For a while I'd use 3D models for the clothes as well, purchasing an outfit here, a hairstyle there, until I had an entire wardrobe I could bust out at any time. That said, I do this comic because I love art, and I love drawing, and I love telling stories, so I have to push myself to get better, and that means some shitty in between periods. I also spend so much of my free time making fun of other comics. I'll tear apart Lore Olympus, or The Legacy of Dominic Deegan, or whatever that comic Diaz makes that comes out with like half a page once every 3 months. I'm twice as critical of my own work, but if someone digs up a bunch of posts of me being a catty bitch, I want to at least be arguing from a point where I can say, "Yeah, but I'm doing it too, and I'm not phoning it in."

From the very beginning, I thought that fate, and choices were super important, I'd think long and hard about the choices, at least in the beginning, the various effects they'd have, and when I would and more importantly would not, give the audience a say in the matter. The characters are, ultimately, who they are. No amount of internal screaming would stop Marie from lopping off her arm for a chance to achieve her goals, and we made that very clear, twice, each time by literally lopping off an arm, to achieve her goals. Quickly, though, it changed. When I gave a choice in the story, it was, in some part, to get a large chunk of exposition out of the way. I could justify putting huge wads of text in there, and calling it a "weakness of the genre." Getting lazy. Same mistakes, only faster.
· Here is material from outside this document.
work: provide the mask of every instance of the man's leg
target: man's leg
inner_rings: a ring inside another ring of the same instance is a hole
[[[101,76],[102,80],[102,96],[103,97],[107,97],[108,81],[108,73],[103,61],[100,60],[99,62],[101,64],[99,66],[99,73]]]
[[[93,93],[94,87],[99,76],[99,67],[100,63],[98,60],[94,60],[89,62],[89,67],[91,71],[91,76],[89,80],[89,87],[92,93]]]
The latest update of Marie and the Adventurer's League really stuck in my craw, I had these cool characters, I was introducing a mechanic I had set up and explained earlier in the comic, but I felt stressed about not having a vote soon enough, and when I didn't feel like making a comic, I phoned it in, came up with some bullshit so that I could do a huge text dump and skip what could have been a very interesting conversation. I made the same mistake I had in the beginning of the comic, in the middle of the comic, and now at the latest update. Over and over, using the choose your own adventure part as a cop out of deciding or figuring out what was a complicated piece that needed a little more time in the oven.

The worst thing was, I had all that text, and I wasn't even using it to its full ability. I could have explored a bit of the internal monologues the characters have, but I really did nothing with the choices, it was always a brief blurb of text that wasn't very clear on the consequences, and things that seemed to be mostly set dressing for the story. They were just largely excuses to take a break. Hit the plot beats as quickly as possible, throw up a text box and boom done.

The weirdest part of this is that many people were already pointing this stuff out, but I just thought I knew better, or that the gimmick was fun, but in reality I just wanted to keep the crutch.

I wanted to keep Marie and The Adventurer's League a Quest or a CYOA or whatever you call it on your particular forums, but I'm using that as a crutch to produce sub-par art.



If you scrolled past all that, here's your too long didn't read.

I'm killing off the voting aspect of Marie and the Adventurer's League, I was really using it in a subpar way to tell my story, and I was rushing things to hit a once a month dead line that no-one imposed on me. If the forums hosting this has a place for user fiction, I'm going to have the threads moved there, otherwise you'll have to find it on my website. For SufficientVeloctiy, that means user fiction and SomethingAwful, uh, I'm going to hope they let me keep this in CYOA, because GBS scares me ever since they scared off that Christmas guy. Or maybe a BYOB thread. The rest will have to catch it on my website, or on SufficientVelocity, or if you have $10 on SomethingAwful.